We were trying to be a mile deep in the verticals we addressed rather than being, a mile wide and an inch deep, if you will. This is how a number of our competitors were sort of viewed at that time in the marketplace.


CM:
Who was your bank? And how did the offering come to be?

Rogers:
We retained Citigroup. We had a number of the bullish bracket banks pursuing us as they had sort of referred to us as I guess the first premium property to come out of the space since the bubble burst.

But it was really interesting the way the process unfolded because we created an offering memorandum for Adjoined and really didn't widely distribute it. We used it more to put governance in and around the process of the interested parties that we were reacting to.

So we sort of handed them that and kind of got into discussions in the fall. And, at the same time I had already gotten to meet Raymond through another banking contact. They had really built their business and were about three-times as old as us. They were formed in the late eighties. And, they had really built their business out along that same theory of vertical IP domain.

CM: Was there an immediate sense that these two businesses could complements each other?

Rogers:
Well, they were mostly offshore, and we were mostly onshore. … And Raymond and I started to think about, the power of the resulting combined operating model what we felt very good about, they had a high concentration of their vertical expertise in financial services.
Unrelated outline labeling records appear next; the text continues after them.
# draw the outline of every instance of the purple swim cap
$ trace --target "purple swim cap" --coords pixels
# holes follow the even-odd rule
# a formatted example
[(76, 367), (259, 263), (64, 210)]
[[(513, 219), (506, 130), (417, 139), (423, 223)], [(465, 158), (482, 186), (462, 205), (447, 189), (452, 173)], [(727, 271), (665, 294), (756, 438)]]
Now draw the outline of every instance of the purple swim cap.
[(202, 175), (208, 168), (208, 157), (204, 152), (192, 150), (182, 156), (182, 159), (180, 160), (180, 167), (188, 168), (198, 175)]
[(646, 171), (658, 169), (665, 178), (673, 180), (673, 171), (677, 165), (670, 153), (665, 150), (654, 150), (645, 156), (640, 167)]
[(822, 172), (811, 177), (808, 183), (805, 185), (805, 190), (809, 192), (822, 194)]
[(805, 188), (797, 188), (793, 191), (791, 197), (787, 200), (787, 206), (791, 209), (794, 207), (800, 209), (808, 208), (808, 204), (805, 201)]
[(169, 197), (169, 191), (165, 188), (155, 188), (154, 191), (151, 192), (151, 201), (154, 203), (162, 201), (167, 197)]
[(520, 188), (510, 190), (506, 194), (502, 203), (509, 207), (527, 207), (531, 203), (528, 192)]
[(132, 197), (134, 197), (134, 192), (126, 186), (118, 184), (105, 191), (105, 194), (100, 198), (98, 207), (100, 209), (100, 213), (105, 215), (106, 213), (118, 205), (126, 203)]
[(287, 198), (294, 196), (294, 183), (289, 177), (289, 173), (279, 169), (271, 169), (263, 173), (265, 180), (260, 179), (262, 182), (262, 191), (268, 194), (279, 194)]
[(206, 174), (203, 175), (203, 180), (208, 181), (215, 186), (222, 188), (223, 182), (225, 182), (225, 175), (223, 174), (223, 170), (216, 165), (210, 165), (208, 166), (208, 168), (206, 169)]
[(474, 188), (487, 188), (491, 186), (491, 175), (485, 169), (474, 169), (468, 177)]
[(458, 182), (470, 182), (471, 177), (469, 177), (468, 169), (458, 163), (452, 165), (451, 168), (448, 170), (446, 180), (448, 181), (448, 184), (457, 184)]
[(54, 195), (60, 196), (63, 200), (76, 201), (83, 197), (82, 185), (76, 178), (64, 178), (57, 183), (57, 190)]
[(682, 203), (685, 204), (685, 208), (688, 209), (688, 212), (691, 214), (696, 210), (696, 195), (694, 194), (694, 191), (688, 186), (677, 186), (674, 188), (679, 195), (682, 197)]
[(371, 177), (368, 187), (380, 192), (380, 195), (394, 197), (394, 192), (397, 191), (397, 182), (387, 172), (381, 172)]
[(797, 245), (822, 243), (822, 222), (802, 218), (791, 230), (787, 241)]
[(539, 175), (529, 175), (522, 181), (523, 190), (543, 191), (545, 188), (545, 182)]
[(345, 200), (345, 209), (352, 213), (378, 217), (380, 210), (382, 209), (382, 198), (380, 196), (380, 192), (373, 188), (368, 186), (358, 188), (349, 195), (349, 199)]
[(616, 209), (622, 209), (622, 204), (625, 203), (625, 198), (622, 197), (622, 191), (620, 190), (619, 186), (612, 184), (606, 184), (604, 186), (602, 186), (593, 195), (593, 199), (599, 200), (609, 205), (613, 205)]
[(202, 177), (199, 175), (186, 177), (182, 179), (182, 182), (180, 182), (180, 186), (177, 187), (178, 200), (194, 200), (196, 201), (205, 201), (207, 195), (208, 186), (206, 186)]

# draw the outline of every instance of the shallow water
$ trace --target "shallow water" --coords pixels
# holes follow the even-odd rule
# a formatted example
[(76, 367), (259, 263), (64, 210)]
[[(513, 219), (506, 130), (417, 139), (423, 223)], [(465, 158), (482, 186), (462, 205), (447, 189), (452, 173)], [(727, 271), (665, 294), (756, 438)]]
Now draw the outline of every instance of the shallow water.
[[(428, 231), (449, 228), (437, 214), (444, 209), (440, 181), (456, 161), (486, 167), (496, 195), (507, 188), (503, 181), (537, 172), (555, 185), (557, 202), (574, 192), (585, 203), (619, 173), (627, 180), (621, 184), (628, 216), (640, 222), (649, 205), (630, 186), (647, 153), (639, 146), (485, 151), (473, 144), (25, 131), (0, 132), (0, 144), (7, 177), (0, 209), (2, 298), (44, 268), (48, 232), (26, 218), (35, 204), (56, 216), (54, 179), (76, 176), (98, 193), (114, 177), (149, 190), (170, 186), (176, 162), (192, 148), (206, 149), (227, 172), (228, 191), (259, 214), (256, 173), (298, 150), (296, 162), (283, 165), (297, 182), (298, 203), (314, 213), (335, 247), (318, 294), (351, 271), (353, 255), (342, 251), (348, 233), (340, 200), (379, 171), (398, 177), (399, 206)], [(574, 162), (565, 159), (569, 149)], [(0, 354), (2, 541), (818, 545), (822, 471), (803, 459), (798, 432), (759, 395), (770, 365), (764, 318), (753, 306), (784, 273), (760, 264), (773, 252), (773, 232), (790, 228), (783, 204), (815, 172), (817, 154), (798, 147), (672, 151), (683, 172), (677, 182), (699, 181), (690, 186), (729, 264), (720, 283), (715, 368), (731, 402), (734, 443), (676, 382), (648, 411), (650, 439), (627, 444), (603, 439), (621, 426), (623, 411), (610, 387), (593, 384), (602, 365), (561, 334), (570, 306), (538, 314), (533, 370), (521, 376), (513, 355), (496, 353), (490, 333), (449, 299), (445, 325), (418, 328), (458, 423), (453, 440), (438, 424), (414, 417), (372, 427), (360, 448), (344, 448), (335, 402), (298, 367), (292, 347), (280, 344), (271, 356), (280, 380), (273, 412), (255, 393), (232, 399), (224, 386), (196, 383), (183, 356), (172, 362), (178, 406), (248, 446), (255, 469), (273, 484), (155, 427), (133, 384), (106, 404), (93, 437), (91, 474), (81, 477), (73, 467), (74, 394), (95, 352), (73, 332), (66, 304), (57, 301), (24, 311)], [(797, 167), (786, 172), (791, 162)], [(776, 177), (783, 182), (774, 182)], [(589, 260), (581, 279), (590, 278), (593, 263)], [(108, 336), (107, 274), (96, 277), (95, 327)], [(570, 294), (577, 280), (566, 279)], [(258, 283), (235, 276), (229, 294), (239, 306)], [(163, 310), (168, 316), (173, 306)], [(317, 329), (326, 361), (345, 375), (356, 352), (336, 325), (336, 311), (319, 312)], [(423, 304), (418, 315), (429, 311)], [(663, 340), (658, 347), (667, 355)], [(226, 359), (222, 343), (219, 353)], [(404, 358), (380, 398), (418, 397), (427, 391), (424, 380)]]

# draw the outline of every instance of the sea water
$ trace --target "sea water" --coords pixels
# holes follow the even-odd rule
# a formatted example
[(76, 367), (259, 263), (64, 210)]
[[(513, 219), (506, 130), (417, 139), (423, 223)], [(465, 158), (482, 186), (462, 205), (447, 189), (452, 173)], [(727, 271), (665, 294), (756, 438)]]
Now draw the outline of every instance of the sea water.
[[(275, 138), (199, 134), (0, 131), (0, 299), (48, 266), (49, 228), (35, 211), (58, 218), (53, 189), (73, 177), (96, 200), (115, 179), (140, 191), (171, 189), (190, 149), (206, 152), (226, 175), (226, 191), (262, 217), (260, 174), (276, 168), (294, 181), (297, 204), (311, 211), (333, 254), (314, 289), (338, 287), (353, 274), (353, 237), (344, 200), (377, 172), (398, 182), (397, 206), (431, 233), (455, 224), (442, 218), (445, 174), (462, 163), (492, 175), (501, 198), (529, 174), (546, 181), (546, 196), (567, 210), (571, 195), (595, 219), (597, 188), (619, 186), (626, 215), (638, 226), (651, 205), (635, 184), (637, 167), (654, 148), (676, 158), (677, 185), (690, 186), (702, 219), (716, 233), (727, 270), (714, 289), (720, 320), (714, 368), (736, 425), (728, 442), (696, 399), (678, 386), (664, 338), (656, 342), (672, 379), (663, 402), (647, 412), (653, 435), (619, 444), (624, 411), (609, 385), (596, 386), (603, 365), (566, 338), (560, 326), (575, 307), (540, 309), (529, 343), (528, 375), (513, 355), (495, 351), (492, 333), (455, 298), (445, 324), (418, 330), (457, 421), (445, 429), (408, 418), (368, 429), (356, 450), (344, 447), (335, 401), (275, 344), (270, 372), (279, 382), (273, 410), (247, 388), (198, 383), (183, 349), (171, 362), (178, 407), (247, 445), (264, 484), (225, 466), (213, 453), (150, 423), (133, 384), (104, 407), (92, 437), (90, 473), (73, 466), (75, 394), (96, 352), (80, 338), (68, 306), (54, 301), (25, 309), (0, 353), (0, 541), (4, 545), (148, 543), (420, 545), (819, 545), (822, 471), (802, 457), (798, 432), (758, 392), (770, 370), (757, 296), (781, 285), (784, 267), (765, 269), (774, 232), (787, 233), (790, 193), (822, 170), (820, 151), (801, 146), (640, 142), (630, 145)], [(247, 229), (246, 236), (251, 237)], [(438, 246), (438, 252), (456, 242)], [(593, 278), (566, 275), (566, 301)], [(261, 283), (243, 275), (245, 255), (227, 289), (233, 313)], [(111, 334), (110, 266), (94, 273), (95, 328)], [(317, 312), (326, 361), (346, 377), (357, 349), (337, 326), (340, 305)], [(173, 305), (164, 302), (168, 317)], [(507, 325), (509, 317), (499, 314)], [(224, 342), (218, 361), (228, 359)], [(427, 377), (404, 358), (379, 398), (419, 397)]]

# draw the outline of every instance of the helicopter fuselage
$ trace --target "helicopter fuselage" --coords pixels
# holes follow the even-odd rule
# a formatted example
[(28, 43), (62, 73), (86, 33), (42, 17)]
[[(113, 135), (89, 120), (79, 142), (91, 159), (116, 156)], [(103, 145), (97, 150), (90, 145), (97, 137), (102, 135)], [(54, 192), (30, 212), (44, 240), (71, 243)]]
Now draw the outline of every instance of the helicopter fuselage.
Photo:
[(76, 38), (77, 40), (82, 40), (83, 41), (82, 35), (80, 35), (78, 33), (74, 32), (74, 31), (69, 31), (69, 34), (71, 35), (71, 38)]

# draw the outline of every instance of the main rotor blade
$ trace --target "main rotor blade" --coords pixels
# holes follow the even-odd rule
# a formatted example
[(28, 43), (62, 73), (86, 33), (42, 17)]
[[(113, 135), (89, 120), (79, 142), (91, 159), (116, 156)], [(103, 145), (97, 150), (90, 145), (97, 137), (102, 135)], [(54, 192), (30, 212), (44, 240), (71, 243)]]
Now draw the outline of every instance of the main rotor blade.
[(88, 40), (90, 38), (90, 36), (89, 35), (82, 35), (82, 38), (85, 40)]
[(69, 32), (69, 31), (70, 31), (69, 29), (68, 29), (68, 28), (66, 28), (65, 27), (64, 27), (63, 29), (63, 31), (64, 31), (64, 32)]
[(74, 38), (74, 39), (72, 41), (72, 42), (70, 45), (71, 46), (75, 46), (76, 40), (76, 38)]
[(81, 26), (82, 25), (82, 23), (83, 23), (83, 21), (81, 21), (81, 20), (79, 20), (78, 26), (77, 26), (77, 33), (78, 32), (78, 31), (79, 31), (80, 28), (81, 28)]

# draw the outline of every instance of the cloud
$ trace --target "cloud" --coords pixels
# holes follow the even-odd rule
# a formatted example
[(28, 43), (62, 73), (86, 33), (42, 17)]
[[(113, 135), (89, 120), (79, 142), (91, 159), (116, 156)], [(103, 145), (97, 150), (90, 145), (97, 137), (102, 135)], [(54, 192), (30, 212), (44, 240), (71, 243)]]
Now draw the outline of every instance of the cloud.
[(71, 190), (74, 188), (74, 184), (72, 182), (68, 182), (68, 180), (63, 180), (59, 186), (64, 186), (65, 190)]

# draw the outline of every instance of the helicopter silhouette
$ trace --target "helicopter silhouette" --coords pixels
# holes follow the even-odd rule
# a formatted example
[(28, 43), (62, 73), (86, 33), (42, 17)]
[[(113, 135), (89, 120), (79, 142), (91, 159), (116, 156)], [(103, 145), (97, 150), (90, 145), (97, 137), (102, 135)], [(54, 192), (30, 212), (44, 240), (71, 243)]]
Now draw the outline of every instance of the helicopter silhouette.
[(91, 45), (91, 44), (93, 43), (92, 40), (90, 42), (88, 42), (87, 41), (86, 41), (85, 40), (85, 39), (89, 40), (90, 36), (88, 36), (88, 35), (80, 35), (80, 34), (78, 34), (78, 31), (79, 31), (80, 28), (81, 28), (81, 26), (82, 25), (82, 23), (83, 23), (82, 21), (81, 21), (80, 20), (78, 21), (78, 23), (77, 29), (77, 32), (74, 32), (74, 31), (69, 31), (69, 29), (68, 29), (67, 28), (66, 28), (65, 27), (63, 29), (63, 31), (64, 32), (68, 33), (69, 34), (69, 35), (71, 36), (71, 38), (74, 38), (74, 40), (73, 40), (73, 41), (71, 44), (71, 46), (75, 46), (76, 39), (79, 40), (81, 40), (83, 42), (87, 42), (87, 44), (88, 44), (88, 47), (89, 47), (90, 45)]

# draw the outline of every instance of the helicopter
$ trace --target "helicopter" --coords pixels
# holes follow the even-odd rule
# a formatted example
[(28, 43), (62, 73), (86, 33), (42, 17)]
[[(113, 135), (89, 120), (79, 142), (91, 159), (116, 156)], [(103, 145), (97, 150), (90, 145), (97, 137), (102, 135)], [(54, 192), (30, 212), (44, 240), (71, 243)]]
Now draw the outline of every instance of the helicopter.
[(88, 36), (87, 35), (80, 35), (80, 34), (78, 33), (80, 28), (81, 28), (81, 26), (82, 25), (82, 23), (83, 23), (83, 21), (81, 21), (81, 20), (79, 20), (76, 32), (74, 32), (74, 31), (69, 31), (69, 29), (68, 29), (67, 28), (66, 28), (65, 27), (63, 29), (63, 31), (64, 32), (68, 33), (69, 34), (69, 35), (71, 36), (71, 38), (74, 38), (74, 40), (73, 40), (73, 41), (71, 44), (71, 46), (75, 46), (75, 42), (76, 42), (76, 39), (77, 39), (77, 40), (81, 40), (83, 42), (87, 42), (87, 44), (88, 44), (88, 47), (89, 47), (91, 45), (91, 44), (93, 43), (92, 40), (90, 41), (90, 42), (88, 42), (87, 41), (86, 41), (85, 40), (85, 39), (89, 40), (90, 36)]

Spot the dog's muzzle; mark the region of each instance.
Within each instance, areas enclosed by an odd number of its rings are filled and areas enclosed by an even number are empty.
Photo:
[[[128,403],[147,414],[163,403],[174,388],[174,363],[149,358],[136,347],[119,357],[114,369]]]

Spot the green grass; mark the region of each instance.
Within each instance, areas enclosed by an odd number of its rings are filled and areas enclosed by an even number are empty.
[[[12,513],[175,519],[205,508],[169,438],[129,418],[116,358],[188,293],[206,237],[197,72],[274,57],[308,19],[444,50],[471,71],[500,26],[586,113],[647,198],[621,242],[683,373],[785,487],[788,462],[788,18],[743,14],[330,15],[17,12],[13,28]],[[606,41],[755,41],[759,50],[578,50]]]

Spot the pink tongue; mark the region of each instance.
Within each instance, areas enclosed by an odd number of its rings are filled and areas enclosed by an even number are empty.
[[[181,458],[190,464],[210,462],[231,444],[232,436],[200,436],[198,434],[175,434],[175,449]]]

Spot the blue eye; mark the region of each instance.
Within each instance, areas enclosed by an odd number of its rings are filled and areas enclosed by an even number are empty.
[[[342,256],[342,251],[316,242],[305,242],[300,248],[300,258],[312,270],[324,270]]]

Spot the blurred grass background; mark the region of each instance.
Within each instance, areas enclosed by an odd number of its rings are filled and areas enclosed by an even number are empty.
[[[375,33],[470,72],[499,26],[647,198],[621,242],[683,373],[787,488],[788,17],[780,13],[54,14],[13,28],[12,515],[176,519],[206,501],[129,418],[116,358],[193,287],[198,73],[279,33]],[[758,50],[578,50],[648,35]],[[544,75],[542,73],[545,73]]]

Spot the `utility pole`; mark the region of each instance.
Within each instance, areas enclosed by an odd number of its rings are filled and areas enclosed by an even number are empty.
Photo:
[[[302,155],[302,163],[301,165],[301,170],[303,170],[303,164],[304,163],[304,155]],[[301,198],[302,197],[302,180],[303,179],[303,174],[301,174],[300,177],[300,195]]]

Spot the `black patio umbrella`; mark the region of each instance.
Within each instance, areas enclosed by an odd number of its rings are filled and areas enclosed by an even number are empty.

We had about 20 percent of our business in financial services, which was a nice connection point. About 60 percent of our 2005 business was in the consumer industrial products vertical.
CM:
Did Adjoined see the world somewhat differently from Kanbay?

Rogers:
Both firms separately fundamentally believed in having your consulting company, or your service provider, be able to address a fuller spectrum of services for the client.

We feel that's going to be the next great value creation event in our space. The adoption curve will be a bit more gradual. It's not going to be a spiked curve like what E business was let's say in 1998 or so.

But we fundamentally see it, and quite frankly our clients are asking for it right now. We had escalated into, the trusted advisor role in the C-level suite of a number of these Fortune 500 companies that we were serving. Our client base is very large company-oriented.

CM: What's the shared vision or direction today?

Rogers:
Well, Kanbay was just a little over two-times our size in 2005. And we feel that together we have the right balance between traditional onshore and offshore footprint. And, quite frankly, in three years or so, we believe that the traditional definition of offshore and onshore will somewhat melt into a more transparent operating model where, anyone of significance in this space is going to have to have the ability to call upon the delivery capabilities and blend together a solution for the client that has lowest total cost of ownership.

And so that's the direction, we're pursuing and we feel very confident about it.

CM: When you started up Adjoined back in 2000, the direction for most start-ups wasn't vertical IP. There was a lot of talk of dot-com attackers back then.

Rogers:
Yes, and the same people who somewhat acknowledge us for perhaps being very smart today were accusing us of being a bit boring and staid back then. We didn't have the sizzle. We were going out with substance. We said vertical IP is the only way to really transcend technology cycles.

But we didn't foresee the bubble bursting in such a precipitous manner and the downright violent manner in which it happened. However, the very basic tenets and original orientation of our business basically was geared around what we strongly felt would be a shift. Which did occur. It just shifted. And it shifted a lot more deeply.